上司と私の偽恋愛 ※番外編追加しました※
やがて車は閑静な住宅街に入り結城課長は高級車ばかり並ぶガレージの空いているスペースに駐車する。
「行くぞ!」
車を降りて結城課長の後を追う。
「せっかくだから表から行こう」
そう言って案内された道はたぶん一般的な家庭でいう庭なるものだと思うけど庭園並みの広さにおもわず目を見張る。

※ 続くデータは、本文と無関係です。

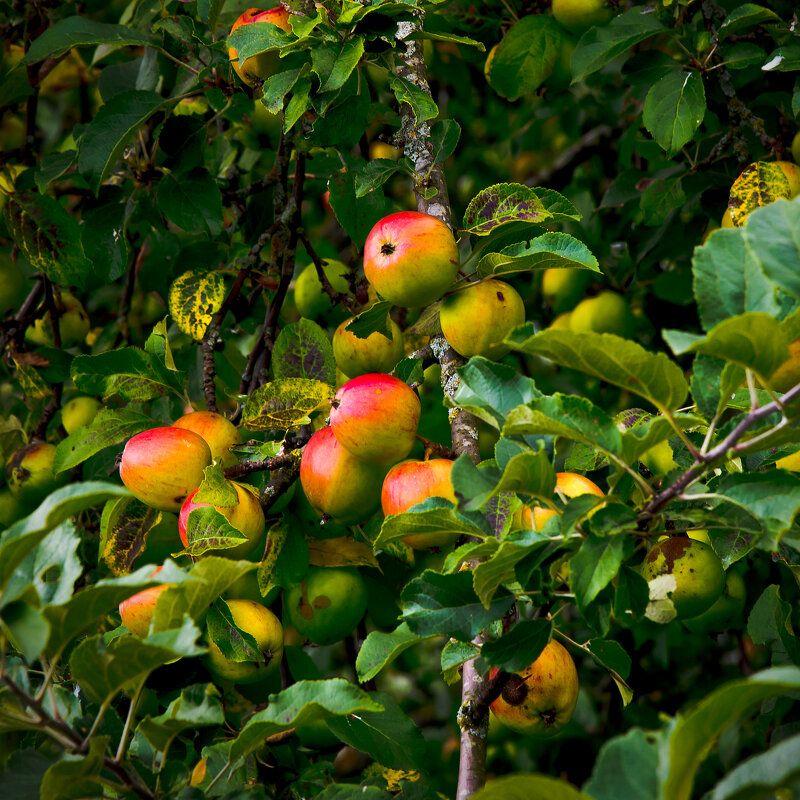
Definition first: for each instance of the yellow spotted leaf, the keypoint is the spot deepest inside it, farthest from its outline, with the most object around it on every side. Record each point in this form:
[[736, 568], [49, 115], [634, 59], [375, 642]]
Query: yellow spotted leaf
[[285, 404], [759, 185], [343, 551], [194, 298]]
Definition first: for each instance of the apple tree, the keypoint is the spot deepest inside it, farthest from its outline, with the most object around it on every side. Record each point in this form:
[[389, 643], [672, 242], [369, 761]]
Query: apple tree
[[400, 399]]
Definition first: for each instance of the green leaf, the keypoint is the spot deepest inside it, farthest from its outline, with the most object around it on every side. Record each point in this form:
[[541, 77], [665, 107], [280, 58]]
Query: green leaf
[[111, 128], [758, 777], [285, 404], [301, 703], [610, 358], [674, 108], [601, 45], [693, 734], [753, 340], [389, 735], [303, 350], [502, 204], [380, 649], [109, 427], [596, 564], [524, 786], [548, 251], [525, 56], [520, 647], [102, 670], [79, 32], [627, 766], [447, 605]]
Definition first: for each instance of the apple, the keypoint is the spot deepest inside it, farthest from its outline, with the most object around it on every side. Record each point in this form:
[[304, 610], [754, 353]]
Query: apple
[[261, 66], [161, 466], [411, 482], [539, 700], [327, 604], [689, 572], [578, 16], [570, 484], [310, 299], [29, 472], [78, 412], [265, 628], [411, 258], [219, 433], [73, 323], [727, 608], [12, 285], [606, 313], [336, 483], [137, 611], [375, 417], [246, 516], [376, 353], [476, 319]]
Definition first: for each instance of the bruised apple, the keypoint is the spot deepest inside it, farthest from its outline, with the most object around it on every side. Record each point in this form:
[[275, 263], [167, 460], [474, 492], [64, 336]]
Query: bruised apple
[[411, 482], [161, 466], [336, 483], [327, 604], [475, 320], [219, 433], [375, 418], [246, 516], [410, 258], [539, 700]]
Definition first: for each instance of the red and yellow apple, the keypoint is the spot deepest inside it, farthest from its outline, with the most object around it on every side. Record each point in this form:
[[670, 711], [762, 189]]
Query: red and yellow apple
[[411, 258], [161, 466]]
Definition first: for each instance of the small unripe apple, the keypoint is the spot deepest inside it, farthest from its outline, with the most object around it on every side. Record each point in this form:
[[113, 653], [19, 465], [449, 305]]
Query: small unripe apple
[[327, 604], [375, 417], [691, 571], [606, 313], [410, 258], [219, 433], [78, 412], [476, 319], [376, 353], [265, 628], [137, 611], [29, 472], [161, 466], [411, 482], [261, 66], [73, 323], [310, 299], [338, 484], [539, 700], [246, 516]]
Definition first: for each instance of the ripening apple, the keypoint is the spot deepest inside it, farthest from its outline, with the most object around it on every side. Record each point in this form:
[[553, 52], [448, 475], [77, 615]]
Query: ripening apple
[[247, 516], [476, 319], [327, 604], [375, 417], [411, 482], [687, 571], [606, 313], [161, 466], [376, 353], [261, 66], [265, 628], [30, 475], [219, 433], [539, 700], [336, 483], [411, 258]]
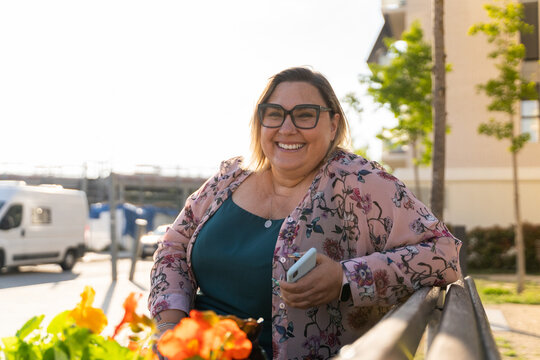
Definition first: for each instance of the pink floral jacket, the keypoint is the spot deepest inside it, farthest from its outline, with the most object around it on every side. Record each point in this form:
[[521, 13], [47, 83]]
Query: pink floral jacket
[[387, 241]]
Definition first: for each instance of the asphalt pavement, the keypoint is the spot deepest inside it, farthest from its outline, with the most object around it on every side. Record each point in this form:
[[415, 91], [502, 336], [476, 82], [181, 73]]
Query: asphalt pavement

「あ、あの、表からって事は裏からも行ける道があるんですか?
気になって聞いてみたらガレージからそのまま玄関先まで続いてる通路があるらしい。
雨の日や大きな荷物を持って行く時はとても便利なんだそうだ。
いったい結城課長って何者なの?
なんだかご両親に会うのが怖くなってきた。
どう見ても不釣り合いだよね。
玄関先のインターフォンを鳴らさず結城課長はどんどん中へ入って行く。
私は小声で「おじゃまします」と言ってあがらせてもらった。
リビングに入ると2人の男性がソファーに座っていて話しの途中だったみたいだけど、私たちに気づきソファーから立ち上がった。
「予定より早かったな」
「あぁ、つか皆んないるのかよ」
結城課長より少し年上の男性はソファーから立ち上がって私たちの方に近づいてきた。
「はじめまして。 尊の兄の仁です。 今日はせっかくの休みの日に悪かったね」
「いえ、とんでもないです。 あの、挨拶が遅れまして申し訳ありません。 た、尊さんとお付き合いさせていただいてます藤井亜子と申します」
ちゃんと笑えてるのか緊張しすぎてわからない。